O'Brien simply said the defense needs to grow up and mature. He knows they took their lumps last year, and expected it because of so many inexperienced players in the back seven.
"It takes time and everybody matures at a different time," O'Brien said. "You just keep working them and hope the light turns on. It's not a real mystery. I'm not discouraged at all. I know there are enough good kids.
"A lot of those kids got thrown in the fire and got their brains beat out last year. I mean they did in some respects last year."
The return of redshirt senior middle linebacker Nate Irving from a broken leg will help settle down the linebacker corps, but O'Brien isn't sure how much the fans will get to see him in the spring game.
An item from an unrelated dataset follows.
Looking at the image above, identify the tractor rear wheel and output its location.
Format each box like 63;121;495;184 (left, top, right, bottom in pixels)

Keeping him healthy and ready to perform in the fall is the No. 1 priority with Irving.
"Basically he's played half the scrimmages thus far," O'Brien said. "He's a different kid. He's much more enthusiastic and vocal out there than he ever was. He looks like he's grown up a lot. I think he's taken advantage of this opportunity that has been presented to him. Once he can get back in the strength and conditioning area, and get back to the level that he was, pre-accident. It will be exciting to watch him play this year."
O'Brien joked that his defensive stars at Boston College weren't so great when they were freshmen and sophomores. He sees the same pattern repeating in Raleigh.
"We played five freshmen in the secondary, and now four of them are sophomores and [sophomore cornerback Jarvis] Byrd won't make it back next year and probably has to be redshirt [due to a knee injury]," O'Brien said. "All those guys that played last year have to be much better this year for us to be a good defensive football team. The talent is there, it's just a question of will they learn and able to be mentally tough enough to do it."